Management of Hypernatremia (Sodium 150 mmol/L)
For a sodium of 150 mmol/L, initiate treatment with hypotonic fluids (0.45% NaCl or D5W) to correct the water deficit, aiming for a sodium reduction of 8-10 mmol/L per 24 hours, with more aggressive correction (up to 1 mmol/L/hour for the first 6-8 hours) if the hypernatremia is acute (<48 hours) or the patient is severely symptomatic.

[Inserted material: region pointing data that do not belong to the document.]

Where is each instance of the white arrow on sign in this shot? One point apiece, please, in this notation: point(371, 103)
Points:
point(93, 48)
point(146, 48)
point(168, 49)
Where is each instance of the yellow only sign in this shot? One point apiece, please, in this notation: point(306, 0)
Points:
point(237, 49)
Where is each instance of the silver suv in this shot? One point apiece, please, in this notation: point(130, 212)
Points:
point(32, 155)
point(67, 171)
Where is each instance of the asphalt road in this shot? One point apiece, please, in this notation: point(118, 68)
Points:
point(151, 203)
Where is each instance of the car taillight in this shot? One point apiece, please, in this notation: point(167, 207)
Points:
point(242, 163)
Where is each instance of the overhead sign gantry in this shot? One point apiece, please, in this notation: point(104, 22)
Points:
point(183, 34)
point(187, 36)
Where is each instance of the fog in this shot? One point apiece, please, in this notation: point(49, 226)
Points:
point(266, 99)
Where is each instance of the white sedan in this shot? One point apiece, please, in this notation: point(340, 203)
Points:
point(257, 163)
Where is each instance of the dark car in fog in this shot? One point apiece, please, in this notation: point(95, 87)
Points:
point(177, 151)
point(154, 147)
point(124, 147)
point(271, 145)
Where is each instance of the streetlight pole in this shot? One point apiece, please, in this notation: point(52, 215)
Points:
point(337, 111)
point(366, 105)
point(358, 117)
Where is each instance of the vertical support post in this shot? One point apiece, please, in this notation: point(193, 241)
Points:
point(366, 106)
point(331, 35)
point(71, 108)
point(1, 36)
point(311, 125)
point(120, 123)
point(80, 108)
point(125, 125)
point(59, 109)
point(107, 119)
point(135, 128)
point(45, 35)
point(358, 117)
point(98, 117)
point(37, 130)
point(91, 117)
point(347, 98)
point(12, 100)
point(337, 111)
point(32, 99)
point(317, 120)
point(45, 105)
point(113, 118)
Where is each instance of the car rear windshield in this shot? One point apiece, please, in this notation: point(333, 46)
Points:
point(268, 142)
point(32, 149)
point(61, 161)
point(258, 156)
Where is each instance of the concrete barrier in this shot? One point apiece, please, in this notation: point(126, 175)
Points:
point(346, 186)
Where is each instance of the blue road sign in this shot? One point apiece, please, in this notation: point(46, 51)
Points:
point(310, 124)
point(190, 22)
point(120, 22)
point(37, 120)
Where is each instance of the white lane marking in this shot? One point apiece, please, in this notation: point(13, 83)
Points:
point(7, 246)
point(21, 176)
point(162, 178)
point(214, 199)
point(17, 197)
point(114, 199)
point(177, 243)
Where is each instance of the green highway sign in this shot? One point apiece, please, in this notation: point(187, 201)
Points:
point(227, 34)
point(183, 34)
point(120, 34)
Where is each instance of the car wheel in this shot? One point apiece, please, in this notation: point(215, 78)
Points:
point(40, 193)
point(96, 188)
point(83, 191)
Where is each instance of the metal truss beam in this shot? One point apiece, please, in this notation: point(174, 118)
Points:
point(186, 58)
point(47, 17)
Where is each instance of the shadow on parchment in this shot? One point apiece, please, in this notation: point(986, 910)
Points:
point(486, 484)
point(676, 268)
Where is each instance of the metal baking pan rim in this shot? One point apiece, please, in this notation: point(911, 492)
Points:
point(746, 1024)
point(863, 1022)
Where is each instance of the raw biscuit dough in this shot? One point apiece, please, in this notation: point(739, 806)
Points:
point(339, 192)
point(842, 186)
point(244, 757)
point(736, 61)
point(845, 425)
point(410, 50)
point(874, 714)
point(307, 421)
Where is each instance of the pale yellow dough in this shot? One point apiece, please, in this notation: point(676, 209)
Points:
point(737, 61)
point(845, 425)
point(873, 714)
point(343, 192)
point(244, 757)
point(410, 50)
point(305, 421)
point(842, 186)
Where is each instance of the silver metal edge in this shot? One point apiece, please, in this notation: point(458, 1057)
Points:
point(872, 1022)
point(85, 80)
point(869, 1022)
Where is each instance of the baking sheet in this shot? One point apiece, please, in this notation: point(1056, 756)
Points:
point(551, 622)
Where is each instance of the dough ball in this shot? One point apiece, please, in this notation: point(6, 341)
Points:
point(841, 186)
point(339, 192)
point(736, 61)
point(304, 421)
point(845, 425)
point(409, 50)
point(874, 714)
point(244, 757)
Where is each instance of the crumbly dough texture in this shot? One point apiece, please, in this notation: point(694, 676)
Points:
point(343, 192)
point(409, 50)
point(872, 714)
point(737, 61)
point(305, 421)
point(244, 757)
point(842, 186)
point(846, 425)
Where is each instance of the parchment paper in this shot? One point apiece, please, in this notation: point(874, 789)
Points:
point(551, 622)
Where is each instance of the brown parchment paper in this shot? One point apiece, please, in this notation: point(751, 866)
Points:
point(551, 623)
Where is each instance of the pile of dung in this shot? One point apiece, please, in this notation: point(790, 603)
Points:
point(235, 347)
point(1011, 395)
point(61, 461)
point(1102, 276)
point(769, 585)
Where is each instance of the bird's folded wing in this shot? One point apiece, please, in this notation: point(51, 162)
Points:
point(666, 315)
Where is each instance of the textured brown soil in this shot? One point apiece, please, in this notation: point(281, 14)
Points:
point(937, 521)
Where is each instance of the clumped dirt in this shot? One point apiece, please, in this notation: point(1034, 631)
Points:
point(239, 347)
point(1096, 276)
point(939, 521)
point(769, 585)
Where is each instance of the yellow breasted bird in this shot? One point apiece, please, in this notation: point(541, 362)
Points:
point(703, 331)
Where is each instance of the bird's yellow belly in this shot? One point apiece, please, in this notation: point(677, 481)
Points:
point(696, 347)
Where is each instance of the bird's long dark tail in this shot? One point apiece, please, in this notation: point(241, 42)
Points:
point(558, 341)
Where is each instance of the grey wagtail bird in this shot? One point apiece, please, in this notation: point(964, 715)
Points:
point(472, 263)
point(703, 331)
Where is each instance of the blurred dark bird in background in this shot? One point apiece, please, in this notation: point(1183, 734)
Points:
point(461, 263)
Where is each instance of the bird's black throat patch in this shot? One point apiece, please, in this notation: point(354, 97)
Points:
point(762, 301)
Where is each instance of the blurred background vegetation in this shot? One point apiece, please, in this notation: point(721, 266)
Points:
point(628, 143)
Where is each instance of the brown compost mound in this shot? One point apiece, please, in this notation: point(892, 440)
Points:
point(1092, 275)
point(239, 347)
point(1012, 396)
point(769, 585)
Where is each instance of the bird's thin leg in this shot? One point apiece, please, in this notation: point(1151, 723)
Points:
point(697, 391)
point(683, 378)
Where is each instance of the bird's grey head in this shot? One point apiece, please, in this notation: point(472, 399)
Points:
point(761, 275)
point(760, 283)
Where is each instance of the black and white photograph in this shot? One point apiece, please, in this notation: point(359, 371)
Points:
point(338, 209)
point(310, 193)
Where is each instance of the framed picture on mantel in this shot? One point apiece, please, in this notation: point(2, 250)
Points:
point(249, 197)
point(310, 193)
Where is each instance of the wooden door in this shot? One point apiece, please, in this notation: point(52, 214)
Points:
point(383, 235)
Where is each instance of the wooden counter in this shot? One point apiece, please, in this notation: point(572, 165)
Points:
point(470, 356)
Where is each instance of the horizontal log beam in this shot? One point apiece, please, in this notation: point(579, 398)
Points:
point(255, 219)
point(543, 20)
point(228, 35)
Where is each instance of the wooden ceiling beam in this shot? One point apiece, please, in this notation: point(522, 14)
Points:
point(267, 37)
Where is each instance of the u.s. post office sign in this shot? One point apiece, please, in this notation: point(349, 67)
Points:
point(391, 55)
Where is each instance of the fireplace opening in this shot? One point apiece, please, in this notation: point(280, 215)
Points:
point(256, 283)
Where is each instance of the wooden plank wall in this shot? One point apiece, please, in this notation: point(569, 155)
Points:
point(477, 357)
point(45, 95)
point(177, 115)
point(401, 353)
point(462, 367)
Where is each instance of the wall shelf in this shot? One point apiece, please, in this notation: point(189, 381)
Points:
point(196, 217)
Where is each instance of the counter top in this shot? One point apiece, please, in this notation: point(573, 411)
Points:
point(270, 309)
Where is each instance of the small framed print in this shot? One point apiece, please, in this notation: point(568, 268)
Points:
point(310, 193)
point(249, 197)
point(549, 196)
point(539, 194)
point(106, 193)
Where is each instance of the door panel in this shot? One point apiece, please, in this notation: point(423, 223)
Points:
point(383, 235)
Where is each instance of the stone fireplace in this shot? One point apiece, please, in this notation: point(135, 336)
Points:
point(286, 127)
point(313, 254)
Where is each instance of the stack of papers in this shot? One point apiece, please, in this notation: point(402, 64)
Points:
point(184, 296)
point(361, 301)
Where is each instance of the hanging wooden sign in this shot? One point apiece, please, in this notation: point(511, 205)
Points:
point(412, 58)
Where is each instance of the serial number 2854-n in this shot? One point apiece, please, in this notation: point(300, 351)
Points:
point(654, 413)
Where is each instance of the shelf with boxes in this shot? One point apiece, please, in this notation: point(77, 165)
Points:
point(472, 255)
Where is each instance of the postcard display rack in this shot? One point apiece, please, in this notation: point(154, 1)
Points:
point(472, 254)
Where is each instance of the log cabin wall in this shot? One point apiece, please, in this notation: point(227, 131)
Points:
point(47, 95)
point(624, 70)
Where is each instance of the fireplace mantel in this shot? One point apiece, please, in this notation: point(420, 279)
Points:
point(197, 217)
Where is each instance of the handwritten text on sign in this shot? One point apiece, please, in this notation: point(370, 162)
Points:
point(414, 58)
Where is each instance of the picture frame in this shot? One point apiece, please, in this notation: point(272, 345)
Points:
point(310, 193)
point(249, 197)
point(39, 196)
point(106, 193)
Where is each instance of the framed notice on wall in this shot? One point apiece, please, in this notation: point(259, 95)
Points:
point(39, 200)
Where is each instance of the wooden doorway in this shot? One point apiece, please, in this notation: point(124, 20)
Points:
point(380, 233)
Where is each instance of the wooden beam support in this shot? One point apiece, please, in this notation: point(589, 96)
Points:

Initial Assessment and Fluid Selection
The first critical step is determining whether this hypernatremia is acute or chronic, as this fundamentally changes your correction rate:
- Acute hypernatremia (<48 hours): Correct at 1 mmol/L/hour for the first 6-8 hours 1
- Chronic hypernatremia (>48 hours): Correct at 8-10 mmol/L per 24 hours 2, 3
Avoid isotonic saline (0.9% NaCl) in hypernatremia. This is a critical pitfall—isotonic saline has a tonicity of 300 mOsm/kg, which exceeds typical urine osmolality in many conditions (100 mOsm/kg) by 3-fold. This means approximately 3 liters of urine are needed to excrete the osmotic load from 1 liter of isotonic fluid, risking worsening hypernatremia 4.
Fluid Choice Algorithm
For sodium 150 mmol/L (mild-moderate hypernatremia):
- If hypovolemic: Start with 0.45% NaCl at 4-14 ml/kg/hour 1
- If euvolemic or hypervolemic: Use D5W (5% dextrose in water) 4, 2
- Calculate water deficit: Water deficit (L) = 0.5 × body weight (kg) × [(current Na/140) - 1]
Correction Rate Strategy
Recent evidence challenges traditional slow-correction dogma. A 2025 meta-analysis found that faster correction rates (>0.5 mmol/L/hour) showed significantly lower mortality when correcting severe hypernatremia at hospital admission (OR 0.48) and within the first 24 hours (OR 0.48), with no major neurological complications when correction was <1 mmol/L/hour 5.
Practical Correction Approach:
For chronic hypernatremia (most common):
- Target: 8-10 mmol/L reduction in first 24 hours 2, 3
- Monitor sodium every 2-4 hours initially
- Adjust fluid rate based on response
For acute hypernatremia or severe symptoms:
Critical caveat: Undercorrection is more dangerous than overcorrection in hypernatremia. Studies show that patients who died had significantly lower correction rates (0 mmol/L vs -6 mmol/L, p<0.001) 6. Delayed correction is associated with increased mortality and hospital stay 3.
Monitoring Protocol
- First 24 hours: Check sodium every 2-4 hours
- After 24 hours: Every 4-6 hours until normalized
- Monitor for volume status, urine output, and neurological symptoms
- Calculate ongoing losses and adjust fluid replacement accordingly
Common Pitfalls to Avoid
- Using isotonic saline: This worsens hypernatremia due to high osmotic load 4
- Correcting too slowly: Associated with increased mortality 6, 5
- Inadequate fluid calculation: 35% of patients experience inadequate correction defined as <2 mmol/L decrease in first 24 hours 6
- Ignoring ongoing losses: Must account for insensible losses, urine output, and other fluid losses
Special Considerations
The evidence shows hypernatremia carries 25% mortality in hospitalized patients 6, making prompt recognition and adequate correction essential. While traditional teaching emphasized slow correction to avoid cerebral edema, there is no definitive evidence of harm from rapid correction in hypernatremia (unlike hyponatremia where osmotic demyelination is a real risk) 3, 5.
For a sodium of 150 mmol/L specifically, this represents mild hypernatremia with approximately 1-2 liter water deficit in an average adult. Start D5W or 0.45% NaCl at 150-200 ml/hour, check sodium in 4 hours, and adjust rate to achieve 8-10 mmol/L reduction over 24 hours 2.